Dans l’architecture contemporaine japonaise, les architectes sont attachés à de telles cabanes, ou plutôt des « baraques ». Après le Séisme de Kanto en 1923, Wajiro Kon a fondé une agence (?) pour la décoration et l’embellissement des baraques qui ont été spontanément construites sur les terrains incendiés. Architecte-chercheur, Kon a ouvert une voie nouvelle pour la sociologie urbaine en établissant les bases de ce qu’il appelle en esperanto « Modernologio ». La modernologie est antonyme de l’archéologie, que le Japonais traduit par « penser à l’ancien ». En choisissant ce terme de modernologie, Kon invite donc à « penser au contemporain ».
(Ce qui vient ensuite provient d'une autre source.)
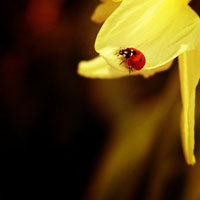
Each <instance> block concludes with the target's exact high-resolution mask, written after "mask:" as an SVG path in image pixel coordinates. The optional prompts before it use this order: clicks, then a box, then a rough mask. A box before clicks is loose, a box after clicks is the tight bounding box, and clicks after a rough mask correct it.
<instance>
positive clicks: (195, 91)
mask: <svg viewBox="0 0 200 200" xmlns="http://www.w3.org/2000/svg"><path fill="white" fill-rule="evenodd" d="M199 55H200V47H199V48H198V49H196V50H194V51H189V52H185V53H183V54H182V55H180V56H179V62H180V64H179V73H180V83H181V95H182V102H183V108H182V115H181V120H182V121H181V132H182V143H183V150H184V154H185V158H186V161H187V163H188V164H194V163H195V157H194V124H195V121H194V120H195V97H196V86H197V84H198V82H199V78H200V60H199Z"/></svg>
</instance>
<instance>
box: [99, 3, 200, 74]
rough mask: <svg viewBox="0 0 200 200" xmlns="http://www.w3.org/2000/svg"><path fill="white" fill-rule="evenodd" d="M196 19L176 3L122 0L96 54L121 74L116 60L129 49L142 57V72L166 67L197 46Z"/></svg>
mask: <svg viewBox="0 0 200 200" xmlns="http://www.w3.org/2000/svg"><path fill="white" fill-rule="evenodd" d="M199 35H200V19H199V17H198V15H197V14H196V13H195V12H194V11H193V10H192V9H191V8H190V7H189V6H188V5H187V4H186V3H183V2H182V1H180V0H143V1H141V0H134V1H130V0H123V1H122V2H121V4H120V6H119V7H118V8H117V9H116V10H115V11H114V12H113V13H112V15H111V16H110V17H109V18H108V19H107V20H106V21H105V23H104V25H103V26H102V28H101V30H100V32H99V34H98V36H97V39H96V43H95V48H96V51H97V52H99V53H100V55H101V56H103V57H104V59H105V60H106V61H107V62H108V63H109V64H110V65H111V66H113V67H114V68H116V69H118V70H120V71H125V70H126V67H122V66H123V65H120V64H119V63H120V62H121V57H120V56H117V54H118V52H119V50H120V49H121V48H127V47H133V48H136V49H138V50H140V51H141V52H143V54H144V55H145V57H146V65H145V67H144V68H143V69H142V70H145V69H153V68H156V67H158V66H161V65H163V64H165V63H168V62H169V61H171V60H172V59H174V58H175V57H177V56H178V55H180V54H181V53H183V52H184V51H186V50H190V49H194V48H196V46H197V45H198V44H199V43H200V37H199Z"/></svg>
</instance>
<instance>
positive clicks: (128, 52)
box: [119, 48, 131, 59]
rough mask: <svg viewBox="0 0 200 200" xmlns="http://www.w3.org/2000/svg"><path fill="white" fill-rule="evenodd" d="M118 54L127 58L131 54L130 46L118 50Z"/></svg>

L’influence de la modernologie est toujours sensible dans la pensée architecturale au Japon. L’architecte et historien Terunobu Fujimori adapte la méthode de Kon aux activités de sa « Société d’observation de la chaussée » fondée dans les années 80. A cette période, les architectes utilisent la baraque comme une figure métaphorique de l’architecture: soit pour retrouver la liberté et le droit de bâtir du constructeur autodidacte, soit pour se confronter à la réalité matérielle du contexte capitaliste allié à l’expression sophistiqué du modernisme tardif.
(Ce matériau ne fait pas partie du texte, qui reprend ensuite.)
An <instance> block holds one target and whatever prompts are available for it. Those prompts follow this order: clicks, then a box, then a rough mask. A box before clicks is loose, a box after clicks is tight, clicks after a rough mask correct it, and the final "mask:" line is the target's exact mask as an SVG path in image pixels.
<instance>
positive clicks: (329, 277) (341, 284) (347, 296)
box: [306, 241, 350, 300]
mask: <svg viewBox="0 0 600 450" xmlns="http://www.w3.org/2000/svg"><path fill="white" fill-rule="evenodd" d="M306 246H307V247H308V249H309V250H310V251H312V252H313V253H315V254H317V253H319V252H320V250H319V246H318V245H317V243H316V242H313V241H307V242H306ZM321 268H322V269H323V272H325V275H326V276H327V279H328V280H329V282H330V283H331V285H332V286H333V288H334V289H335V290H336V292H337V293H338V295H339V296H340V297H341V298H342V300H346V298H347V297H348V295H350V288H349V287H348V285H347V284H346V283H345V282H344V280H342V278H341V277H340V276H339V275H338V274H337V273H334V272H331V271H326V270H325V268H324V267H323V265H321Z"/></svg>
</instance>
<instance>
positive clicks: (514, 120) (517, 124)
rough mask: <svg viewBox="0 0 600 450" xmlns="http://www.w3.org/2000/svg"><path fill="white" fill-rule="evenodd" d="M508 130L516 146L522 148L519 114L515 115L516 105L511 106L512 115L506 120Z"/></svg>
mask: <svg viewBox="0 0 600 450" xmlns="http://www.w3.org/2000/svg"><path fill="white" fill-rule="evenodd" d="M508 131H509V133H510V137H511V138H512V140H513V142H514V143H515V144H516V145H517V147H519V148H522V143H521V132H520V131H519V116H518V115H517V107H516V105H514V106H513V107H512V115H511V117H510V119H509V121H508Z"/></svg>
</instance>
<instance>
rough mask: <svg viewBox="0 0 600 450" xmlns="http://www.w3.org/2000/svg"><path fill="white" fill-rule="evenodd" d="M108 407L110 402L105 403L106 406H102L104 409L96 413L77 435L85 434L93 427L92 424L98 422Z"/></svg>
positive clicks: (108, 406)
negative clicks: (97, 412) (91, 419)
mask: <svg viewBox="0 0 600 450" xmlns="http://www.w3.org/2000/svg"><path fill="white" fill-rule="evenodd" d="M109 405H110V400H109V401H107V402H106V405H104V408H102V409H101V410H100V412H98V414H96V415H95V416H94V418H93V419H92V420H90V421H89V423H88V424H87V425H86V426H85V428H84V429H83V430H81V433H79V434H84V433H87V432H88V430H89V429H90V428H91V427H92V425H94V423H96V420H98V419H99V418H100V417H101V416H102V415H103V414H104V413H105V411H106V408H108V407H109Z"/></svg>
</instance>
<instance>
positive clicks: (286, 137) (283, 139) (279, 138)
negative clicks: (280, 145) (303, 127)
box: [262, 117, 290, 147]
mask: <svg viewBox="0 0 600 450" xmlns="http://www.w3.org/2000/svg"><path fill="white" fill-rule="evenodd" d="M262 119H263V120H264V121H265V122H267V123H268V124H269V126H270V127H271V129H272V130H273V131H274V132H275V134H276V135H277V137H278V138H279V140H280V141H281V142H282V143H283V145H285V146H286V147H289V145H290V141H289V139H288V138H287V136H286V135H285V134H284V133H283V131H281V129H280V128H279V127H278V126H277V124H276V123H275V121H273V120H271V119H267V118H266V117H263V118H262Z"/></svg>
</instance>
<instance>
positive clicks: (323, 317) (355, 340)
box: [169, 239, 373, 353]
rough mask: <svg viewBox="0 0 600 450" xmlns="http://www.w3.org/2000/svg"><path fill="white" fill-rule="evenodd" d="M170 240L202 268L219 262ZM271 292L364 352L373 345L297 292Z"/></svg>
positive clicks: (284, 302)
En retraçant la filiation de la modernologie, on la retrouve aujourd’hui chez Momoyo Kaijima et Yoshiharu Tsukamoto de l’atelier Bow-Wow et leur concept de « Behaviology ». Pour lui le comportement – behavior – n’est pas seulement celui d’un individu, mais aussi celui de l’espace bâti et du contexte urbain qui les environne. Tsukamoto essaie, toujours dans la ville, d’expliquer l’interactivité et les échanges entre les individus, les espaces construits – architecture et ville – et les espaces naturels. Il cherche ainsi à échapper à la subjectivité humaine et à l’anthropocentrisme de la technocratie. Son approche relationnel et écologique peut être une piste pour mieux comprendre nos modestes cabanes.
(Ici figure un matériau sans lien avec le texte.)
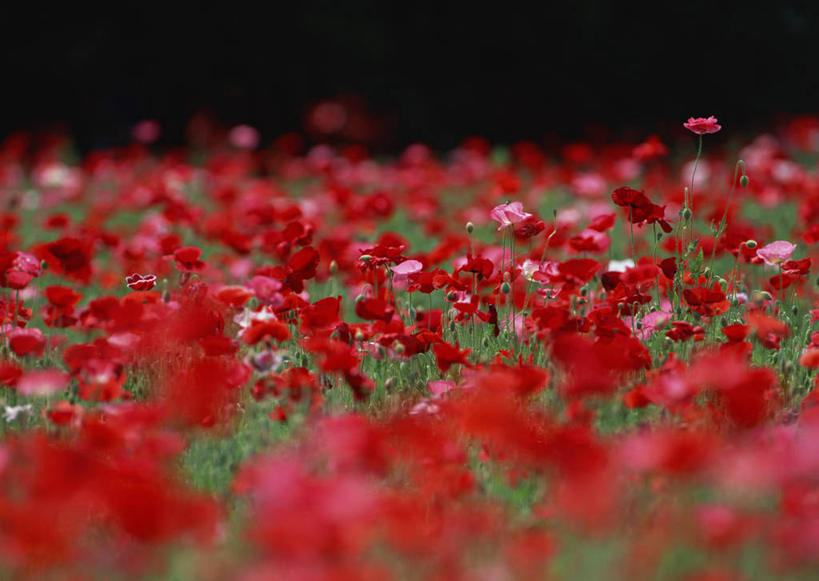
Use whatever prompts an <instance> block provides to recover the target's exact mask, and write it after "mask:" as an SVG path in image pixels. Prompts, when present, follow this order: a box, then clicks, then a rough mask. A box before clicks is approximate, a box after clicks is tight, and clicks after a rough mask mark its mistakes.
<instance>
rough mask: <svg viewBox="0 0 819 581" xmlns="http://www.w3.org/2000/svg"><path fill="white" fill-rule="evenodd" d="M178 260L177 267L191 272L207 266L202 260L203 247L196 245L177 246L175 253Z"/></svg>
mask: <svg viewBox="0 0 819 581" xmlns="http://www.w3.org/2000/svg"><path fill="white" fill-rule="evenodd" d="M173 256H174V259H175V260H176V268H178V269H179V270H181V271H182V272H191V271H196V270H202V269H203V268H205V266H206V265H205V263H204V262H203V261H201V260H200V257H201V256H202V249H201V248H198V247H196V246H183V247H182V248H177V249H176V250H175V251H174V253H173Z"/></svg>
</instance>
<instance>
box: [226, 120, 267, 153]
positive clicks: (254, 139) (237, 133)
mask: <svg viewBox="0 0 819 581" xmlns="http://www.w3.org/2000/svg"><path fill="white" fill-rule="evenodd" d="M228 139H230V144H231V145H232V146H233V147H235V148H237V149H256V148H257V147H258V146H259V141H260V136H259V132H258V131H256V129H254V128H253V127H251V126H250V125H237V126H236V127H234V128H233V129H231V130H230V135H229V136H228Z"/></svg>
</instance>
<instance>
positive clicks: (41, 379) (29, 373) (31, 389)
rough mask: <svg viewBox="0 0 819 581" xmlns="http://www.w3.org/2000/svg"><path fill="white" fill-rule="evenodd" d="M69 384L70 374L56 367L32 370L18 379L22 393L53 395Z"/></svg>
mask: <svg viewBox="0 0 819 581" xmlns="http://www.w3.org/2000/svg"><path fill="white" fill-rule="evenodd" d="M67 385H68V374H67V373H63V372H62V371H57V370H56V369H47V370H45V371H31V372H29V373H26V374H25V375H23V376H22V377H21V378H20V379H19V380H18V381H17V391H18V393H20V395H26V396H28V395H51V394H54V393H57V392H58V391H62V390H63V389H65V388H66V386H67Z"/></svg>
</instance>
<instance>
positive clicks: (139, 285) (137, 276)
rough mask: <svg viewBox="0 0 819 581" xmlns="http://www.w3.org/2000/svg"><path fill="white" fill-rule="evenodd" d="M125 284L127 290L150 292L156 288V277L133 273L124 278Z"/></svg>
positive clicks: (153, 276) (147, 275) (149, 275)
mask: <svg viewBox="0 0 819 581" xmlns="http://www.w3.org/2000/svg"><path fill="white" fill-rule="evenodd" d="M125 284H127V285H128V288H129V289H131V290H139V291H146V290H151V289H152V288H154V287H155V286H156V275H154V274H146V275H144V276H143V275H141V274H138V273H134V274H132V275H130V276H127V277H125Z"/></svg>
Revenons alors à ces paysages photographiés et à l’impression qu’ils nous donnent. Parmi les gestes et les relations qu’elles suggèrent, nous trouvons en premier l’attente. Ces cabanes attendent que quelqu’un vienne. Elles ne sont pas de ces architectures décrites par
Vitruve comme des corps autonomes, des objets et aux proportions et à la géométrie parfaite. Il existe bien une analogie avec notre corps, mais privée de toute idéalisation.
La photographie maintient une certaine distance avec l’objet photographié et cette distance laisser pressentir l’arrivée de quelqu’un ou quelque chose. On retrouve ici l’attente propre à la pratique de la photographie.
Si nous ressentons une intimité avec ces cabanes, c’est justement qu’elles nous attendent. Il est vrai que nous les construisons par nécessité et pour le labeur. Mais en retour, elles ont besoin de nous pour être complètes. C’est là que nous rencontrons une forme contemporaine et renouvelée de l’anthropomorphisme. Cette réciprocité entre l’homme et l’être bâti nous suggère une approche comportementale de l’environnement. Le paysage désert où figure une cabane est une scène attendant que le rideau se lève, la pièce est toujours dans l’attente d’être jouée.
L’écrivain italien, Curzio Malaparte a appelé sa villa « Casa com me », littéralement la maison comme moi. Cette maison servira de décor au film de Jean-Luc Godard, Le Mépris où elle est un élément important du film, comme si elle attendait ce rôle, au-delà de sa fonction première d’habitation, comme ces cabanes, dont on pourrait dire qu’elles attendaient d’être photographiées. Elles sont des cabanes comme nous, à la fois sociables et solitaires, attendant l’arrivé de quelqu’un.